The main biological phenomenon that drives cytotoxic T-lymphocyte responses is not intracellular processing but rather antigen presentation by MHC class I molecules (HLA in humans). Which peptides are presented depends on the combination of their availability in the ER and their ability to bind onto the particular HLA-alleles that are expressed in each individual. To evaluate the HLA-binding ability of produced peptides, we utilized a well-established binding prediction server, NetMHCpan-4.1 35. Over 10000 HLA alleles have been discovered to date, having different preferences for binding peptides 36. In order to get a reasonable representation of the chances of each generated peptide to be presented, we restricted our analysis to a subset of the most common alleles in the human population, namely HLA-A*01:01, HLA-A*02:01, HLA-A*03:01, HLA-A*24:02, HLA-A*26:01, HLA-B*07:02, HLA-B*08:01, HLA-B*27:05, HLA-B*39:01, HLA-B*40:01, HLA-B*58:01 and HLA-B*15:01. Each of the produced 8-12mers from every ERAP1 allotype was scored for each of the above alleles and the best predicted % rank was plotted for each allotype (Figure 7). A % rank below 2 (cyan region) is considered to be sufficient to promote binding and presentation by the particular allele.

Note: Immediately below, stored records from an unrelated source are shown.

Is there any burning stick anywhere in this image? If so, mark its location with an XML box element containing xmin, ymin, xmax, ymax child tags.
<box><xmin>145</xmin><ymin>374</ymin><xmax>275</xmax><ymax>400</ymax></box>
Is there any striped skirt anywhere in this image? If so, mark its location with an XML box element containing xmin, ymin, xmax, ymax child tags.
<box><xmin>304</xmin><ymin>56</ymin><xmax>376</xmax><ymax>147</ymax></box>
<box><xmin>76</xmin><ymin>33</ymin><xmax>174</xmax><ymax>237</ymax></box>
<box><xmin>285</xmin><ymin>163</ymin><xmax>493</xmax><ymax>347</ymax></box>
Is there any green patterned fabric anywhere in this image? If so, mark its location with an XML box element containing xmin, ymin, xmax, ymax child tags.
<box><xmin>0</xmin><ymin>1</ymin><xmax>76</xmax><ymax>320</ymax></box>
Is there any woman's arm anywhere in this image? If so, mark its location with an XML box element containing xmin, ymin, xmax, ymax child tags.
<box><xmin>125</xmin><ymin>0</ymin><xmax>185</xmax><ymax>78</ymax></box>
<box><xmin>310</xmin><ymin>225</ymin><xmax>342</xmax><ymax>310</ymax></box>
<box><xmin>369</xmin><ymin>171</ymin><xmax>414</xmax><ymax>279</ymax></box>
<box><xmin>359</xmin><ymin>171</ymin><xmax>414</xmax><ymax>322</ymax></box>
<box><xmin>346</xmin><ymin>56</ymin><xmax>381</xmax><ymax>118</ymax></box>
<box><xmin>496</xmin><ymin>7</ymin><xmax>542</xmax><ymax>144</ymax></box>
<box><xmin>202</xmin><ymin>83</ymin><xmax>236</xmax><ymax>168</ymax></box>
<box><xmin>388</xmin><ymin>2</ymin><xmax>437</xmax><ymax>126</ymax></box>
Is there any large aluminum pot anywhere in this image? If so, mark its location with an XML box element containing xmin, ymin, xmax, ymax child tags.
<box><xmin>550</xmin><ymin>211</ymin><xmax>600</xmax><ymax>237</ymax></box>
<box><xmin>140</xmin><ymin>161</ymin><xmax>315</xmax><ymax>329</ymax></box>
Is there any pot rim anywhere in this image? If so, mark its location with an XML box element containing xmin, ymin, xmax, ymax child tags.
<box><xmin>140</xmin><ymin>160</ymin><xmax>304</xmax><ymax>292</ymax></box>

Scatter plots showing the predicted affinity of produced peptides (8-12mers) by both reaction conditions, for common HLA-alleles (HLA-A*01:01, HLA-A*02:01, HLA-A*03:01, HLA-A*24:02, HLA-A*26:01, HLA-B*07:02, HLA-B08:01, HLA-B27:05, HLA-B39:01, HLA-B40:01, HLA-B58:01, HLA-B15:01) as calculated by the NetMHCpan 4.1 Server 35.

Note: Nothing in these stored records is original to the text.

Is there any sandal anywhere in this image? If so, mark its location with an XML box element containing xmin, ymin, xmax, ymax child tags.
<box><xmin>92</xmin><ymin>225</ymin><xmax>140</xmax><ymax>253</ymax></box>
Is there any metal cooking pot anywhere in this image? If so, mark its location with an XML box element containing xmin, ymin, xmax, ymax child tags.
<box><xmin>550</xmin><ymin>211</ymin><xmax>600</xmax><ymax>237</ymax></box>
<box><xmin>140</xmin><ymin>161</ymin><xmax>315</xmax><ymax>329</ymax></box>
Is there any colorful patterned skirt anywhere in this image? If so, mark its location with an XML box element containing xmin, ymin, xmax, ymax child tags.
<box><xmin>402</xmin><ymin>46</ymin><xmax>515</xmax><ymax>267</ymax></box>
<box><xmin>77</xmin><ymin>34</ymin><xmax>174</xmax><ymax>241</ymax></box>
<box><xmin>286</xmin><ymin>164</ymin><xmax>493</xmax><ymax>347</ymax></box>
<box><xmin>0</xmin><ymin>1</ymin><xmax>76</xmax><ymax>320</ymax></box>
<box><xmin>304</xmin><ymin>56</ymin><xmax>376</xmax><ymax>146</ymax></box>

The majority of produced 8-12mers were not predicted to be binders for the HLA-alleles tested. This however does not mean that they would not be able to bind well onto HLA-alleles not tested here. Not surprisingly, the high enzyme condition produced a much greater number of peptides predicted to bind onto the HLA-alleles tested, possibly because the higher degree of digestion produced more peptides of the appropriate length (such as 9mers, refer to Figure 3B). Overall, all ERAP1 allotypes produced a significant number of peptides that are predicted to bind onto at least one of the HLA-allele tested. This observation included the sub-active allotype 10, which although is less efficient in generating peptides overall, it appears that it is efficient enough to generate many possible candidates for HLA-presentation. Several of the peptides predicted to bind were produced by most or all allotypes (indicated by horizontal dotted lines in Figure 7A), although some peptides were also produced uniquely by a single allotype (indicated by red highlighting in Figure 7A). Some putative HLA-binders produced by the low enzyme condition, were not detected in the high enzyme condition, consistent with the reported ability of ERAP1 to destroy antigenic peptides by over-trimming 37. Overall, this analysis shows that although all ERAP1 allotypes are able to generate putative HLA ligands, the exact peptide sequences can be significantly different.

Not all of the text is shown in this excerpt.